So the question is what are the appropriate consequences? This is a reasonable point of debate.
On the one hand the consequences probably shouldn't be nothing. On the other they probably shouldn't be irrevocably tearing apart their family, deporting the adults abroad sometimes to the wrong country and then losing track of their young children in the social services system, as a terror tactic to try and scare other visa violators into line.
A legislative debate, which is my entire point. People aren't showing anywhere near the level of vitriol that ICE receives towards the local police for enforcing laws that are IMO far more ridiculous. Currently in many states people are torn from their families to be placed in cages and children are dumped into facilities because their parents possessed a benign plant which happens to be legal in a plurality of states -- there's no outrage because there's not the full force of the zeitgeist beaming it through the telescreens as a crisis for political purposes. I don't agree with any of it personally but just have to scoff at the hypocrisy.
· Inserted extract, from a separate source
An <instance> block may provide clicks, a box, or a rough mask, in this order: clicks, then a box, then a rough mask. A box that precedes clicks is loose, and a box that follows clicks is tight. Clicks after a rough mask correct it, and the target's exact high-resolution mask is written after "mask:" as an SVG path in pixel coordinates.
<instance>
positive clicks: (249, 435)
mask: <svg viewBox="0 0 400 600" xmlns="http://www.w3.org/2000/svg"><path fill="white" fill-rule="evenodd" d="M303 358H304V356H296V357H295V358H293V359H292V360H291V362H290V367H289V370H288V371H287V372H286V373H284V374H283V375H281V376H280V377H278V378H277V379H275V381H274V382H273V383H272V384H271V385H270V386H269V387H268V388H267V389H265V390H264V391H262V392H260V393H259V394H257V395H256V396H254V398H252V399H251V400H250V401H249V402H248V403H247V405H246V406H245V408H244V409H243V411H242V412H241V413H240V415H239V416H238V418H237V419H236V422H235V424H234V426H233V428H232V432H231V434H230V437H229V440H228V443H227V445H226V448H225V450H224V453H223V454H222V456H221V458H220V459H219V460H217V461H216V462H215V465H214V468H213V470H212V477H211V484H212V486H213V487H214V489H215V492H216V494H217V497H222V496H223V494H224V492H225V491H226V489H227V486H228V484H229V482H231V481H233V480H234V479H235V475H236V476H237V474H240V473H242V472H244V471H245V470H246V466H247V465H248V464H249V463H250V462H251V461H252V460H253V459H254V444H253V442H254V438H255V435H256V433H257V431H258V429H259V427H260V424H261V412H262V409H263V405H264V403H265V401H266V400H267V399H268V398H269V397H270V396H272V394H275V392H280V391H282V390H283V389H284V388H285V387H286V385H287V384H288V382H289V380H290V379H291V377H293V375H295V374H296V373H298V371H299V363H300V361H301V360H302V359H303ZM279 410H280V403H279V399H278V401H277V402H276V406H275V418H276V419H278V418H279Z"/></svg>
It would be hypocrisy if the same people that approved of tearing families apart in one case disapproved of it in the other. That tends not to be the case though, generally speaking the people who disapprove of one also disapprove of the other. The level of agitation about them is mainly a matter of pragmatism, not hypocrisy.
As for the people who generally approve of both, they may not be hypocrites, unless they also profess to be pro family and traditional values in which case yes very, very much, but that would be one of the mildest terms I'd use for them if it were applicable.